Ashland, Alabama, where the spouse’s grandmother lived, felt like the South for many reasons. One was its number of churches. There were a lot, but I am used to that. Wherever I am in Brooklyn, I am almost always within three or four blocks of a church, but in Ashland, as far as I could tell, they were all Protestant ones, and probably more than half were some sort of Baptist or Methodist. I don’t remember seeing a Catholic church, and the nearest synagogue was a county or two away. Mom’s house was literally surrounded by churches. Out her front door and across the street was her Southern Baptist church. (Mom was clearly pleased that I, although not a Southern Baptist, was raised in the Baptist tradition. (See post of June 22, 2020.)) Out her side door and across the street was the Methodist Church.

One Sunday when we were visiting Ashland, that Methodist Church was welcoming its new pastor. The spouse and I were out and about that afternoon and cutting through the Methodist parking lot on our way to somewhere when we realized we had been spotted by the new minister and his wife. The couple looked like a caricature out of certain kind of movie. Neither seemed old enough to drive. Both were thin, and I expected to see acne on him as he approached with what appeared to be a brave smile. His white shirt might have had some cotton in it, but it was too big and gapped at the neck. His suit was also too big and looked as if it had been bought two days before from the southern equivalent of whatever was two steps down from Robert Hall. And if the tie was not a clip-on, it sure fooled me. The wife was tiny and retiring, but also had a brave smile fixed in place. They looked like a newlywed couple dedicated to the new path on which they had embarked. As he approached, he started to introduce himself, but we interrupted saying with big smiles, “We are from out of town. You don’t need to spend time with us.” It was as if a wave passed over them both, and in an instant they looked more relaxed but also incredibly tired. They thanked us and told us that he had performed his first service as the new pastor and had been meeting people all day. After a few moments of pleasantries, we parted. I had wanted to tell them, “You look like you need a drink.” But this was neither the right town nor the right couple for such a suggestion.

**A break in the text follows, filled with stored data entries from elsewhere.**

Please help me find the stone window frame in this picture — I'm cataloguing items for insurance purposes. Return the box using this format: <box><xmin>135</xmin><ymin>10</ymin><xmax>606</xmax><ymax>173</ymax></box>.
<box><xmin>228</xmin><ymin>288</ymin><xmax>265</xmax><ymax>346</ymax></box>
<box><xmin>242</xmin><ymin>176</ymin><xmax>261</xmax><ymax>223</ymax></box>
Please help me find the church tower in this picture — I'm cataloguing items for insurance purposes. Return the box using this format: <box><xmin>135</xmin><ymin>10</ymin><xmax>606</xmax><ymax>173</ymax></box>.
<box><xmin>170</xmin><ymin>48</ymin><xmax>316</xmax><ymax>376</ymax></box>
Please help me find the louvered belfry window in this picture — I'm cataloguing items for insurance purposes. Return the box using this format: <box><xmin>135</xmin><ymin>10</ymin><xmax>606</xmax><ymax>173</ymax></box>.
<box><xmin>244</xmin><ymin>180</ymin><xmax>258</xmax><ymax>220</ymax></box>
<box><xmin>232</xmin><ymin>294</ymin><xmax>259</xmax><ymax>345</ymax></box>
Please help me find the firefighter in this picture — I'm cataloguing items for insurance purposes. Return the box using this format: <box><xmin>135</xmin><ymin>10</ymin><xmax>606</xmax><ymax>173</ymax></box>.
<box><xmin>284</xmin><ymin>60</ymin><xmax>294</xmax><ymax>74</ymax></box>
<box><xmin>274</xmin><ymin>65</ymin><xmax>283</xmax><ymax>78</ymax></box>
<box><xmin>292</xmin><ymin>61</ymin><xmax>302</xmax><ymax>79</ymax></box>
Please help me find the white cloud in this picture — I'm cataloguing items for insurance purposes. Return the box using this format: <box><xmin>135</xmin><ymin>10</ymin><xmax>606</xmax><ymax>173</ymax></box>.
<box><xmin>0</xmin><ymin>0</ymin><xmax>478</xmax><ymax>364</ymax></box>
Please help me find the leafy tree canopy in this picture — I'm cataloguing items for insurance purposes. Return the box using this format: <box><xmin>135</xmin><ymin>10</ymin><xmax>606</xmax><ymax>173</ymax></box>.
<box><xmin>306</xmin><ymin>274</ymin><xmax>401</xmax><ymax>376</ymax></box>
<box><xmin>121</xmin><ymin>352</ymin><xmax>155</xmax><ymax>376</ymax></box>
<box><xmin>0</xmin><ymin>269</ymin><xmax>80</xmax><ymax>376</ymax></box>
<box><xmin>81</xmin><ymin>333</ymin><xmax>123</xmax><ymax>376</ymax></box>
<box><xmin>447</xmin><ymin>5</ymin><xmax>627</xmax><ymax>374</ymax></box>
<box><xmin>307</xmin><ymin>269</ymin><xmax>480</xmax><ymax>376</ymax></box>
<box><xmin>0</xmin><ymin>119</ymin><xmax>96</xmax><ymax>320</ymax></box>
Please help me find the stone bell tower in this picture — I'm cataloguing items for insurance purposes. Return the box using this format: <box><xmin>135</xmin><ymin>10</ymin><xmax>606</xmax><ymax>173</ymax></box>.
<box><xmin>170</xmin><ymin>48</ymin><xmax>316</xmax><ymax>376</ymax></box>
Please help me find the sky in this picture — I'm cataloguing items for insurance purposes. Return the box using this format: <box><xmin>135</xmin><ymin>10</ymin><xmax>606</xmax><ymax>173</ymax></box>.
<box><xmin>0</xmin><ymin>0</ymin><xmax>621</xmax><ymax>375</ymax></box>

Perhaps we would have chatted with the new couple in town longer if their church had been Mom’s church, but on Sundays Mom headed out her front door. I only remember one time that the spouse and I went with her to the Baptist church across the street. The spouse’s sister and her husband were also in Ashland at the time. The brother-in-law is Jewish, although not religious, but he looked quite nervous as we all got ready for the morning service. I told him to relax, no one was going to know about his religious heritage, explaining that probably they all thought Jews had horns, and they would not see them on his head. I added, however, that perhaps his quite luxurious head of hair was hiding them and perhaps I ought to give him a trim first. He did not see the humor in my tremendously clever wit.

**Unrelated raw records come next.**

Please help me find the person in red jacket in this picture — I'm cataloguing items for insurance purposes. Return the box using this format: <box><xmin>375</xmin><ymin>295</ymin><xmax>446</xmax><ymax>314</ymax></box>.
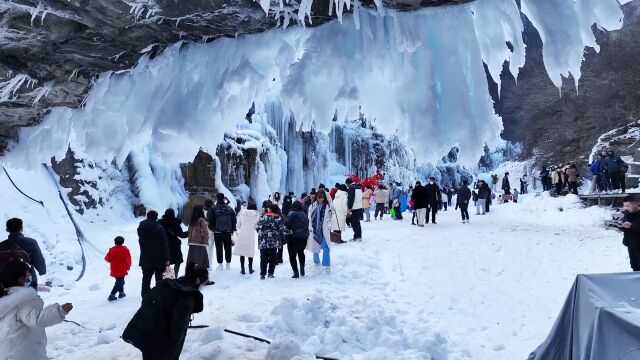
<box><xmin>104</xmin><ymin>236</ymin><xmax>131</xmax><ymax>301</ymax></box>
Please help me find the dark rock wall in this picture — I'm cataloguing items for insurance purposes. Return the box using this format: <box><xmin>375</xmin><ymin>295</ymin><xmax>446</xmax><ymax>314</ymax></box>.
<box><xmin>490</xmin><ymin>1</ymin><xmax>640</xmax><ymax>164</ymax></box>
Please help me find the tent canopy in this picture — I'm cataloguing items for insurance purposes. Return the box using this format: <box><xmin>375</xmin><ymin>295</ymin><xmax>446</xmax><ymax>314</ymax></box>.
<box><xmin>529</xmin><ymin>273</ymin><xmax>640</xmax><ymax>360</ymax></box>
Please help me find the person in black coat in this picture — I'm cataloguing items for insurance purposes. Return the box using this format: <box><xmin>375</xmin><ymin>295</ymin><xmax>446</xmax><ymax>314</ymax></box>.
<box><xmin>284</xmin><ymin>201</ymin><xmax>309</xmax><ymax>279</ymax></box>
<box><xmin>282</xmin><ymin>193</ymin><xmax>293</xmax><ymax>216</ymax></box>
<box><xmin>620</xmin><ymin>195</ymin><xmax>640</xmax><ymax>271</ymax></box>
<box><xmin>158</xmin><ymin>209</ymin><xmax>189</xmax><ymax>276</ymax></box>
<box><xmin>456</xmin><ymin>180</ymin><xmax>471</xmax><ymax>224</ymax></box>
<box><xmin>502</xmin><ymin>173</ymin><xmax>511</xmax><ymax>195</ymax></box>
<box><xmin>138</xmin><ymin>210</ymin><xmax>171</xmax><ymax>297</ymax></box>
<box><xmin>425</xmin><ymin>176</ymin><xmax>442</xmax><ymax>224</ymax></box>
<box><xmin>411</xmin><ymin>181</ymin><xmax>429</xmax><ymax>227</ymax></box>
<box><xmin>0</xmin><ymin>218</ymin><xmax>47</xmax><ymax>290</ymax></box>
<box><xmin>122</xmin><ymin>263</ymin><xmax>209</xmax><ymax>360</ymax></box>
<box><xmin>207</xmin><ymin>193</ymin><xmax>238</xmax><ymax>269</ymax></box>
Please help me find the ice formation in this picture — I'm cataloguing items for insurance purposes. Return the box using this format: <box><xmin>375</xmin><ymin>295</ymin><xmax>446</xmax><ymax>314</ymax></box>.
<box><xmin>3</xmin><ymin>0</ymin><xmax>622</xmax><ymax>205</ymax></box>
<box><xmin>522</xmin><ymin>0</ymin><xmax>624</xmax><ymax>88</ymax></box>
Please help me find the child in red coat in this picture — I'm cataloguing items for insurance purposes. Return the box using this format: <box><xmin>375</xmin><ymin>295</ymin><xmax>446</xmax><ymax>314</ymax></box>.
<box><xmin>104</xmin><ymin>236</ymin><xmax>131</xmax><ymax>301</ymax></box>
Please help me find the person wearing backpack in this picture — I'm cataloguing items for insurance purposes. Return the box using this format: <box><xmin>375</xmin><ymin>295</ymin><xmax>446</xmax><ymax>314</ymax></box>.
<box><xmin>284</xmin><ymin>201</ymin><xmax>309</xmax><ymax>279</ymax></box>
<box><xmin>122</xmin><ymin>263</ymin><xmax>209</xmax><ymax>360</ymax></box>
<box><xmin>207</xmin><ymin>193</ymin><xmax>237</xmax><ymax>270</ymax></box>
<box><xmin>256</xmin><ymin>204</ymin><xmax>286</xmax><ymax>280</ymax></box>
<box><xmin>0</xmin><ymin>218</ymin><xmax>47</xmax><ymax>290</ymax></box>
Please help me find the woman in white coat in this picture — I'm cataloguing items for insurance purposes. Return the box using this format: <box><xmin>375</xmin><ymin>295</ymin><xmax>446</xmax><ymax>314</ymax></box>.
<box><xmin>233</xmin><ymin>202</ymin><xmax>260</xmax><ymax>275</ymax></box>
<box><xmin>307</xmin><ymin>190</ymin><xmax>334</xmax><ymax>272</ymax></box>
<box><xmin>0</xmin><ymin>260</ymin><xmax>73</xmax><ymax>360</ymax></box>
<box><xmin>332</xmin><ymin>185</ymin><xmax>349</xmax><ymax>232</ymax></box>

I remember little of that service, not the sermon or the Bible readings, but I do remember the hymns, or really the introduction to them. As we got to the point where we were to rise and rejoice in song, the minister announced that the usual choir director was away and was being replaced by “Shotgun Miller.” I was only half paying attention and was not sure that I had heard it correctly, but “Shotgun” just seemed to hang in the air. What looked like a solid Ashland citizen stood up and led us in song. At the second hymn, the minister merely said, “Shotgun,” and I could not help smiling. At the third hymn, when he said, “Shotgun,” I had to restrain myself from chuckling out loud, and I thought to myself, “Are they just messing with this northern boy, bringing out the clichés, and giving a good show?” But I knew they weren’t.

I shouldn’t mock Mom’s church, however. She was a wonderful person—warm, caring, amusing, charming, tolerant, accepting. She seemed at peace, and part of the reason for that was her religion. When I think on some of the bad aspects of religion, I think of the spouse’s grandmother and what her religion and her church gave to her. From her, I know that for some people religion is meaningful and life-supporting.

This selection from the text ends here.